We packed away the food and flasks, the socked rifle was collected and we got back in the car to climb the same mountain as this morning, to park next to the same satellite dishes to look at the view. Looked a bit different. That noontime pale blue light was gone, it was quite cloudy apart from a patch of stars directly above us and it was freezing! Alex suggested to keep moving my toes inside my boots (I was already doing that) and if I needed it, he had a sharp knife. Thank you, Svalbardian.
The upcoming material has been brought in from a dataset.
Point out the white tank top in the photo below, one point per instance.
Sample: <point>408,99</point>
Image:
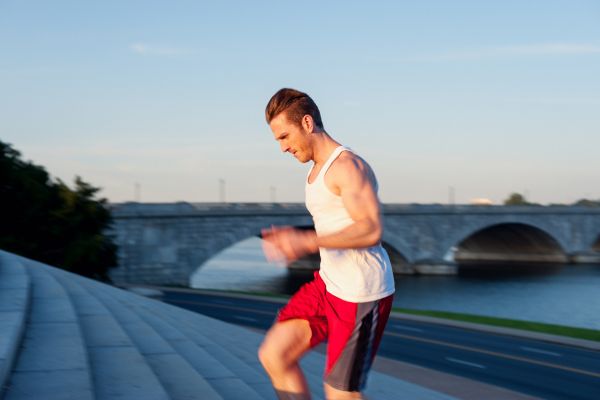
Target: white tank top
<point>355,275</point>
The Northern Lights were not playing. Not a flicker. Not even a flicker that can only be seen by a camera. Nothing. Eventually, when we all had hypothermia, we got back in the car and descended, to stop next to Camp Barentsz for the penultimate story. There is a little field of antennae – short ones four or five feet high researching clouds made of crystals that glow and longer ones measuring meteoroids. “In winter, I like them. In summer, I think they’re quite ugly. But they’re the closest thing we have to a forest. That one on the right is going to be my Christmas tree”. Pause. “That is a good joke. I will write it down in my notebook.”
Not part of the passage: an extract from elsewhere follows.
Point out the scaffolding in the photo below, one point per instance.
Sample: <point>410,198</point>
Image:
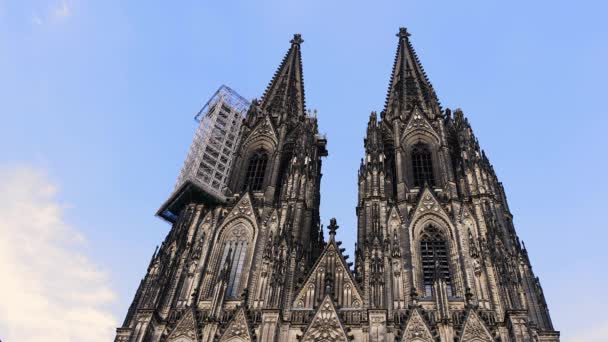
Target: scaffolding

The last story was about another polar bear. A few people were camping around the next fjord and some bears were getting a bit close. They fired their flare guns and the bears would run away to the next camp, who would fire their flares and scare the bear away to the next camp etc etc and then when the bears got used to the flares, they banged saucepan lids because the bears had never heard that before and they did not like it. But one day, the camp next door failed to scare the bear off and had to evacuate to their boat and watch while the bear destroyed everything. And then it ambled into their mess tent, stayed in there for a while, presumably eating everything it could get its paws on and when it finally emerged, it had a shopping bag (from Svalbardbutikken) hanging from its mouth. This very bear, in fact:

Adolfbukta2014_-Elida-Langstein

That was the last story. We were on our way back into town, delivered back to our various warm rooms, I wrote a blog and ate some cheese and now I’m going to have a bath. Because that’s what you do here in the evening – and it was a longer evening than expected because I thought it was at least ten o’clock only to find it was half past seven.